US oil burn begins as wind turns for the worst

US Coast Guard issued photo shows debris and oil from the Deepwater Horizon drilling platform floating in the Gulf of Mexico following the sinking of the rig on April 22. (AFP)

NEW ORLEANS, Louisiana (AFP) – Crews began controlled burns of a giant oil slick in the Gulf of Mexico, but a cruel wind shift raised fears the spill could hit Louisiana's fragile shores by the weekend.

The leading edge of the crude was about 16 miles (26 kilometers) off the Louisiana coast by Wednesday evening and winds were expected to strengthen and crucially change direction on Thursday, blowing it towards the coast.

Two skimming vessels dispatched by the US Coast Guard and energy giant British Petroleum (BP) swept the thickest concentrations of oil in the center of the slick into a 500-foot (150-meter) fire-resistant boom.

They then towed it to a five-mile (8-kilometer) "burn zone" inside the slick, roughly 50 miles (80 km) south of the mouth of the Mississippi, where it was set alight by a fuel source on a special float and allowed to burn for approximately one hour.

Similar efforts on past spills have succeeded in burning off between 50 and 90 percent of the oil captured and if Wednesday's "trial" goes well, crews plan to conduct several more in the coming days to keep the slick at bay.

The decision to start burning the slick, which has a 600-mile (965-kilometer) circumference, gained even greater import when US government weather experts warned that stronger southeasterly winds were forecast from Thursday night through Saturday.

"These onshore winds will move floating oil towards the delta with possible shoreline impacts by Friday night," a National Oceanic and Atmospheric Administration (NOAA) forecast chart presented to journalists warned.

Charlie Henry, the NOAA's scientific support coordinator, said there is a "high risk" southeast winds will push emulsified oil and "tar balls" into the delta area by Friday night.

If large quantities of the crude, which is leaking from the debris of a rig that sank after a deadly explosion last week, drift into Louisiana's marshy wetlands, mopping it up would be next to impossible.

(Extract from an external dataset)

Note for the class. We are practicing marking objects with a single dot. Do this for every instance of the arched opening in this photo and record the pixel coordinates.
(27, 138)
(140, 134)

It would be disastrous for natural parks full of waterfowl and rare wildlife and could also imperil the southern state's 2.4-billion-dollar a year fisheries industry, which produces a significant portion of US seafood.

As miles of inflatable booms were set up around the Mississippi delta to protect the Louisiana coast, Governor Bobby Jindal evoked memories of Hurricane Katrina, which devastated his southern state in August 2005.

"We must hope for the best and prepare for the worst," Jindal said, after being given a flyover of the spill. "We're approaching this situation just as we would do before a hurricane comes ashore.

"We're doing everything we can to protect the livelihood of our citizens who make their living in the fishing industry and the wildlife that grace our coastal areas."

Oil, at the rate of 42,000 gallons (158,987 l.) a day, is spewing from the riser pipe that connected the Deepwater Horizon platform to the wellhead before the rig sank last Thursday, two days after a huge explosion that killed 11 workers.

The accident has not disrupted offshore energy operations in the Gulf, which accounts for 30 percent of all US oil production and 11 percent of domestic gas production.

BP, which leased the semi-submersible rig from Houston-based contractor Transocean, has been operating four robotic submarines some 1,500 meters (5,000 feet) down on the seabed to try and cap the well.

They have failed so far to fully activate a giant 450-tonne valve, called a blowout preventer, that should have shut off the oil as soon as the disaster happened but only partially reduced the flow.

As a back-up, engineers are frantically constructing a giant dome that could be placed over the leaks to trap the oil, allowing it to be pumped up to container ships on the surface.

Another Transocean drilling rig is also on stand-by to drill two relief wells that could divert the oil flow to new pipes and storage vessels.

But that would take up to three months and the dome is seen as a better interim bet even though engineers need two to four weeks to build it.

Coast Guard Rear Admiral Mary Landry, who is leading the government's response to the disaster, has warned that if the well is not secured the spill could end up being one of the worst in US history.

Landry said the oil burn was "just one tool in a tool kit" of plans.

Skimming vessels have mopped up tens of thousands of gallons of crude and jets of dispersant chemical have been dropped from planes in dozens of sorties to aid the evaporation process.

But until the leaks are sealed or the well is capped, 1,000 barrels of oil a day will continue to shoot into the sea from the rich supply below the seabed.